I upvoted you for the first paragraph but I disagree with your second. It is a muddy area for sure but as tech gets more and more complex there would be no investment in time or resources without at least some sort of guarantee of return on that investment. If all of your work bleeds out and you are suddenly competing with a hundred others who are not hindered by capital investment then you are quickly drowned. The cost of this practice may be what you are getting at is that some tech gets squelched in the name of the bottom line. Classic example is Betamax vs vhs. Much can be learned from studying the apple vs IBM model for example. The result of that is that we have grown the tech in a specific sector because of the protections of patents. It is a fascinating subject when we think back to what happenned from the invention of the wheel to present day. Why was progress so slow in the beginning? War, famine, religion not to mention time had to wait for all of the geniuses to be born is succession and the right circumstances. All to say that it is not as simple as controlling a single variable. I am all for eliminating the central banks and their wars. Lets start there and see where it goes. Now, the argument could be made for less time honored for the monopoly or even no time at all. That is a different subject altogether and I am willing to curtail or eliminate the power of the central state to place their ugly thumb on the scale for any individual or group at the expense of another. The argument could also be made that we have reached a plateau of usefulness for tech or an escape velocity, ie we have what we need to shepherd us through the next thousand years. And now we can relax the protections and let everyone use the tools at hand to create the next plateau. This is why retards that invoke and rail against the current system of "capitalism" are retarded...because capitalism would not concern itself with placing its ugly thumb on the scale for any group or individual...That is called central planning, fascism, socialism etc.

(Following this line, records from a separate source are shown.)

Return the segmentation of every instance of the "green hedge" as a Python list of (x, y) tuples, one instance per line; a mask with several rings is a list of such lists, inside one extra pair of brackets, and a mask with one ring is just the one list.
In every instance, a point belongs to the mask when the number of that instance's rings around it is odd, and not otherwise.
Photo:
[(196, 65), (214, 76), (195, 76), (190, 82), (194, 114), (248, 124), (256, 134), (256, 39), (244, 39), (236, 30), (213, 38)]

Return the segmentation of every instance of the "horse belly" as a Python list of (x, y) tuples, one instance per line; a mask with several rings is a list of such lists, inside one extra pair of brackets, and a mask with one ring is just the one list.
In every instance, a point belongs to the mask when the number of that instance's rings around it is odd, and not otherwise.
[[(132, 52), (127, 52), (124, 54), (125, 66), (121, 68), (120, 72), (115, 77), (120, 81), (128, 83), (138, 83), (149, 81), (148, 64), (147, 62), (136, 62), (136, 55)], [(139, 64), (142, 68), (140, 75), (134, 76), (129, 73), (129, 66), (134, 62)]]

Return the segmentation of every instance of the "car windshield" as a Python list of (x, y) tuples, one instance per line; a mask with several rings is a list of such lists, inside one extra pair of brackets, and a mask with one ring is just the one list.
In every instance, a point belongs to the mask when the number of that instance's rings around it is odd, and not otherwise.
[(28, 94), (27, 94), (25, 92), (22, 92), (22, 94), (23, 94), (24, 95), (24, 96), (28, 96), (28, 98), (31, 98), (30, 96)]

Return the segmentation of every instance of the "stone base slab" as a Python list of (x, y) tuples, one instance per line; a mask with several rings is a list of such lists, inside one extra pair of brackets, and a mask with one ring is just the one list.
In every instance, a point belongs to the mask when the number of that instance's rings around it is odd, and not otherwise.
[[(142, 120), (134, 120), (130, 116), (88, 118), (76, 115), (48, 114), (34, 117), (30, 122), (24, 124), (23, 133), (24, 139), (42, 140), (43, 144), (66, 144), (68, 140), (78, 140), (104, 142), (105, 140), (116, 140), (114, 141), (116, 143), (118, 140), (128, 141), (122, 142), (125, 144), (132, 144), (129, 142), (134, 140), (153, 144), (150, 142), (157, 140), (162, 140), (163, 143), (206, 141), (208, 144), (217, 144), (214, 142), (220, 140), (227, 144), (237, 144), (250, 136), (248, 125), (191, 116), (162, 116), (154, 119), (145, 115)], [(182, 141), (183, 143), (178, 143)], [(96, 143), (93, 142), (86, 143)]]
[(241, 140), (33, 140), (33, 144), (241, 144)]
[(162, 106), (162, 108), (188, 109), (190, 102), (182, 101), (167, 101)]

True capitalism ceased the day Jefferson lost to the compramise on intellectual property. The solution now is to decentralize the power structure, return sovereignity to the individual first then outward from there. Now, thanks to tech and specifically Social Media, there is a chance that that can happen. 

In reply to by anonymike

Sudden Debt Dec 15, 2017 4:36 AM Permalink

that money could have gone to homeless shelters... another socialist who wants to decide what others have to do with their money.I'd just build a new robot but with more defensive gadgets. And the bums are still outside. So: they can move out and leave the entire neighbourhood so it turns into a ghosttownand the bums will just move to somebody else his doorstep.